Singapore Immunology Network, Agency for Science Technology and Research, Singapore.
Department of Paediatrics, National University of Singapore, Singapore.
Bioinformatics. 2019 Jan 15;35(2):301-308. doi: 10.1093/bioinformatics/bty491.
Recent flow and mass cytometers generate datasets of dimensions 20 to 40 and a million single cells. From these, many tools facilitate the discovery of new cell populations associated with diseases or physiology. These new cell populations require the identification of new gating strategies, but gating strategies become exponentially more difficult to optimize when dimensionality increases. To facilitate this step, we developed Hypergate, an algorithm which given a cell population of interest identifies a gating strategy optimized for high yield and purity.
Hypergate achieves higher yield and purity than human experts, Support Vector Machines and Random-Forests on public datasets. We use it to revisit some established gating strategies for the identification of innate lymphoid cells, which identifies concise and efficient strategies that allow gating these cells with fewer parameters but higher yield and purity than the current standards. For phenotypic description, Hypergate's outputs are consistent with fields' knowledge and sparser than those from a competing method.
Hypergate is implemented in R and available on CRAN. The source code is published at http://github.com/ebecht/hypergate under an Open Source Initiative-compliant licence.
Supplementary data are available at Bioinformatics online.
最近的流式和质谱细胞仪生成了维度为 20 到 40 和一百万单个细胞的数据集。从这些数据集中,许多工具促进了与疾病或生理学相关的新细胞群体的发现。
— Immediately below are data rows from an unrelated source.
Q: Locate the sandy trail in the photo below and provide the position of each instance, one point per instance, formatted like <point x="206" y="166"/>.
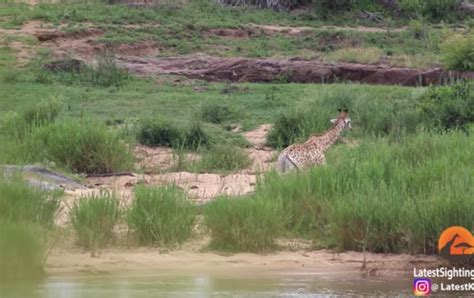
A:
<point x="189" y="260"/>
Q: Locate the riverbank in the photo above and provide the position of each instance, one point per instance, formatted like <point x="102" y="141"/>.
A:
<point x="191" y="258"/>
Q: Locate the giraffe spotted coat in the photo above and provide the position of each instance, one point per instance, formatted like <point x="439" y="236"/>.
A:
<point x="311" y="152"/>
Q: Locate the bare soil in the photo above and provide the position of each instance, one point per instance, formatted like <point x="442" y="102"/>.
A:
<point x="191" y="259"/>
<point x="291" y="70"/>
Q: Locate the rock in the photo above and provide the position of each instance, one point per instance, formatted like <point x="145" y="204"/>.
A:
<point x="268" y="70"/>
<point x="42" y="177"/>
<point x="68" y="65"/>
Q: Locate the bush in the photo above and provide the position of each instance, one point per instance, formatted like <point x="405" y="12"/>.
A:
<point x="105" y="73"/>
<point x="162" y="216"/>
<point x="285" y="130"/>
<point x="19" y="202"/>
<point x="246" y="224"/>
<point x="18" y="125"/>
<point x="381" y="194"/>
<point x="223" y="158"/>
<point x="195" y="137"/>
<point x="94" y="218"/>
<point x="439" y="9"/>
<point x="165" y="133"/>
<point x="22" y="252"/>
<point x="44" y="112"/>
<point x="215" y="113"/>
<point x="448" y="107"/>
<point x="159" y="133"/>
<point x="458" y="52"/>
<point x="83" y="147"/>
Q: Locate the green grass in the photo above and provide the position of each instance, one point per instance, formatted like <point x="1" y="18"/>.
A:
<point x="384" y="195"/>
<point x="79" y="146"/>
<point x="21" y="252"/>
<point x="26" y="214"/>
<point x="243" y="224"/>
<point x="161" y="216"/>
<point x="94" y="218"/>
<point x="19" y="202"/>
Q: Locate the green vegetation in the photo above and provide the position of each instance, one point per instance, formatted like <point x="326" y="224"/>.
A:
<point x="83" y="147"/>
<point x="404" y="175"/>
<point x="449" y="107"/>
<point x="105" y="73"/>
<point x="94" y="218"/>
<point x="20" y="203"/>
<point x="158" y="132"/>
<point x="215" y="113"/>
<point x="243" y="224"/>
<point x="22" y="251"/>
<point x="25" y="215"/>
<point x="161" y="216"/>
<point x="458" y="52"/>
<point x="381" y="194"/>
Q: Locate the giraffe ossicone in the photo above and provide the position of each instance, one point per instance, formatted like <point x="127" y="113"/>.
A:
<point x="311" y="152"/>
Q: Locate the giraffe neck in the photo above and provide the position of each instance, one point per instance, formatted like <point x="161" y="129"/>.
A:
<point x="325" y="140"/>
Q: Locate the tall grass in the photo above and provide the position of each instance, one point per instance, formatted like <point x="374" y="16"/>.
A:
<point x="243" y="224"/>
<point x="21" y="251"/>
<point x="94" y="218"/>
<point x="157" y="132"/>
<point x="161" y="215"/>
<point x="19" y="202"/>
<point x="383" y="195"/>
<point x="25" y="215"/>
<point x="80" y="146"/>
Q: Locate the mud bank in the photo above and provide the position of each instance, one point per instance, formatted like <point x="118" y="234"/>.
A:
<point x="189" y="260"/>
<point x="288" y="70"/>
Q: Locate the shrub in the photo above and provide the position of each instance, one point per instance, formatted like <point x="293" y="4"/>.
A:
<point x="285" y="130"/>
<point x="162" y="216"/>
<point x="105" y="73"/>
<point x="246" y="224"/>
<point x="381" y="194"/>
<point x="165" y="133"/>
<point x="19" y="202"/>
<point x="448" y="107"/>
<point x="215" y="113"/>
<point x="223" y="158"/>
<point x="412" y="7"/>
<point x="439" y="9"/>
<point x="458" y="52"/>
<point x="159" y="133"/>
<point x="44" y="112"/>
<point x="22" y="252"/>
<point x="81" y="146"/>
<point x="94" y="218"/>
<point x="195" y="137"/>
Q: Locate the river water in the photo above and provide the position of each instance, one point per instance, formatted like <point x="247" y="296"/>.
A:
<point x="204" y="285"/>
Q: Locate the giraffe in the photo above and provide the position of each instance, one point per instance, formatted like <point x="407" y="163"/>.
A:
<point x="311" y="152"/>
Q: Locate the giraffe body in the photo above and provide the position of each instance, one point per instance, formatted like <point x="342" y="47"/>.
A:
<point x="312" y="152"/>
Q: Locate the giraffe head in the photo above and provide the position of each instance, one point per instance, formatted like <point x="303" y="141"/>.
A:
<point x="344" y="118"/>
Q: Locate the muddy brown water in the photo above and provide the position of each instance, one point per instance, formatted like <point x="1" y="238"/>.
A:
<point x="278" y="284"/>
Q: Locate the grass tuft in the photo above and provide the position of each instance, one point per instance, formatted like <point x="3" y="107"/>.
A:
<point x="161" y="216"/>
<point x="243" y="224"/>
<point x="94" y="218"/>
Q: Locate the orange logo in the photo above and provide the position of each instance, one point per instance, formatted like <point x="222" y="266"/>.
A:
<point x="456" y="244"/>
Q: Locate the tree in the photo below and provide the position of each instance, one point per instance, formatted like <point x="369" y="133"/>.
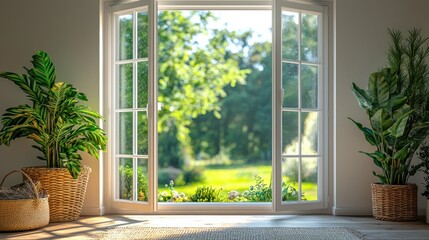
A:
<point x="191" y="78"/>
<point x="244" y="129"/>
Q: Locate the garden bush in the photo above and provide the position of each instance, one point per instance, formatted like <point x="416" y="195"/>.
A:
<point x="126" y="184"/>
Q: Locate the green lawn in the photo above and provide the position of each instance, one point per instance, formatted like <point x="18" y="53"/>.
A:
<point x="238" y="178"/>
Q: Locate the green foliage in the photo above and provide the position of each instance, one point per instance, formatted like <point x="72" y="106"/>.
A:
<point x="424" y="157"/>
<point x="191" y="80"/>
<point x="397" y="104"/>
<point x="241" y="132"/>
<point x="206" y="194"/>
<point x="260" y="192"/>
<point x="289" y="193"/>
<point x="172" y="195"/>
<point x="192" y="77"/>
<point x="195" y="174"/>
<point x="126" y="184"/>
<point x="60" y="126"/>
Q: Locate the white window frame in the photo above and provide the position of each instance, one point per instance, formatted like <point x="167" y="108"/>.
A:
<point x="124" y="207"/>
<point x="322" y="173"/>
<point x="116" y="205"/>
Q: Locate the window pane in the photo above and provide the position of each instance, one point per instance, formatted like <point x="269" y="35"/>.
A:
<point x="309" y="178"/>
<point x="142" y="137"/>
<point x="290" y="35"/>
<point x="290" y="85"/>
<point x="142" y="34"/>
<point x="125" y="86"/>
<point x="125" y="38"/>
<point x="125" y="132"/>
<point x="309" y="37"/>
<point x="290" y="133"/>
<point x="142" y="177"/>
<point x="309" y="133"/>
<point x="309" y="76"/>
<point x="290" y="189"/>
<point x="142" y="84"/>
<point x="126" y="178"/>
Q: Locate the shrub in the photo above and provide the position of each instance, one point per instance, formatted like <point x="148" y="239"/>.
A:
<point x="206" y="194"/>
<point x="172" y="195"/>
<point x="126" y="183"/>
<point x="260" y="192"/>
<point x="195" y="174"/>
<point x="165" y="175"/>
<point x="289" y="193"/>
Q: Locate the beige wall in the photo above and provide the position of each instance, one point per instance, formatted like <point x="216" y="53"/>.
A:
<point x="69" y="32"/>
<point x="361" y="45"/>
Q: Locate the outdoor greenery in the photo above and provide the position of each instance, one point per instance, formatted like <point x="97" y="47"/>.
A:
<point x="126" y="183"/>
<point x="55" y="120"/>
<point x="215" y="91"/>
<point x="397" y="102"/>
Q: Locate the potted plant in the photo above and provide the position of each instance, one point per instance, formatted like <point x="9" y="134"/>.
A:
<point x="397" y="103"/>
<point x="61" y="127"/>
<point x="424" y="157"/>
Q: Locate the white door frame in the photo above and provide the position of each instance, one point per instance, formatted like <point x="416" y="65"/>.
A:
<point x="152" y="207"/>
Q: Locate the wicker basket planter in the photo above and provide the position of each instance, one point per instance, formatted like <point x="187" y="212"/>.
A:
<point x="66" y="194"/>
<point x="394" y="202"/>
<point x="24" y="214"/>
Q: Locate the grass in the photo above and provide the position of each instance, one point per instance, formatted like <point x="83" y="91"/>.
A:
<point x="238" y="178"/>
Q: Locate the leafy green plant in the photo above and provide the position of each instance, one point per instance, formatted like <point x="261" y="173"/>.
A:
<point x="260" y="192"/>
<point x="195" y="174"/>
<point x="397" y="102"/>
<point x="172" y="195"/>
<point x="126" y="183"/>
<point x="424" y="157"/>
<point x="206" y="194"/>
<point x="289" y="193"/>
<point x="56" y="120"/>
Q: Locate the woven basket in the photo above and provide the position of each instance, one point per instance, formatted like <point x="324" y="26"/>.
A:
<point x="66" y="193"/>
<point x="23" y="214"/>
<point x="394" y="202"/>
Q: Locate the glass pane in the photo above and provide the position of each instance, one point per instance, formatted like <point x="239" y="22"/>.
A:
<point x="125" y="86"/>
<point x="309" y="133"/>
<point x="309" y="76"/>
<point x="290" y="85"/>
<point x="309" y="179"/>
<point x="290" y="35"/>
<point x="142" y="137"/>
<point x="309" y="37"/>
<point x="142" y="84"/>
<point x="125" y="38"/>
<point x="290" y="189"/>
<point x="126" y="178"/>
<point x="125" y="132"/>
<point x="142" y="177"/>
<point x="290" y="133"/>
<point x="142" y="34"/>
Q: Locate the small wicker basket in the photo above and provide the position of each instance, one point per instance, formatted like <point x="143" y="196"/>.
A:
<point x="66" y="194"/>
<point x="23" y="214"/>
<point x="394" y="202"/>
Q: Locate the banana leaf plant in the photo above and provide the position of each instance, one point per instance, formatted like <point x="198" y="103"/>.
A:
<point x="391" y="130"/>
<point x="55" y="120"/>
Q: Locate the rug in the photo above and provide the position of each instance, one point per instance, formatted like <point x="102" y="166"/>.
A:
<point x="230" y="233"/>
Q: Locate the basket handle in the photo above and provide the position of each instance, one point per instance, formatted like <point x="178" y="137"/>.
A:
<point x="36" y="193"/>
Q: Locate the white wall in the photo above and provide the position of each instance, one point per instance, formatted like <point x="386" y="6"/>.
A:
<point x="361" y="45"/>
<point x="69" y="32"/>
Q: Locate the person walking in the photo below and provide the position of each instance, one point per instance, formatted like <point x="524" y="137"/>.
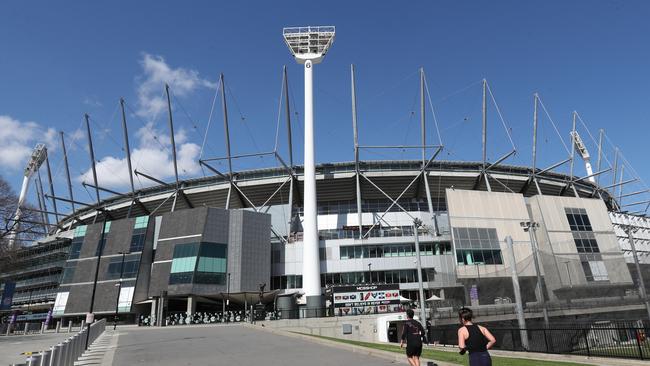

这些新的细胞群体需要确定新的门控策略,但当维度增加时,门控策略的优化变得更加困难。为了促进这一步,我们开发了 Hypergate,这是一种算法,它给定一个感兴趣的细胞群体,确定一种优化的门控策略,以实现高产率和高纯度。
在公共数据集上,Hypergate 在产量和纯度方面优于人类专家、支持向量机和随机森林。我们用它来重新审视一些已建立的固有淋巴细胞识别的门控策略,这些策略确定了简洁和有效的策略,允许用更少的参数来门控这些细胞,但产量和纯度比当前标准更高。对于表型描述,Hypergate 的输出与领域知识一致,比竞争方法的输出更稀疏。
Hypergate 是用 R 语言实现的,并在 CRAN 上可用。源代码在遵守开源倡议的许可证下发布在 http://github.com/ebecht/hypergate 上。
补充数据可在 Bioinformatics 在线获得。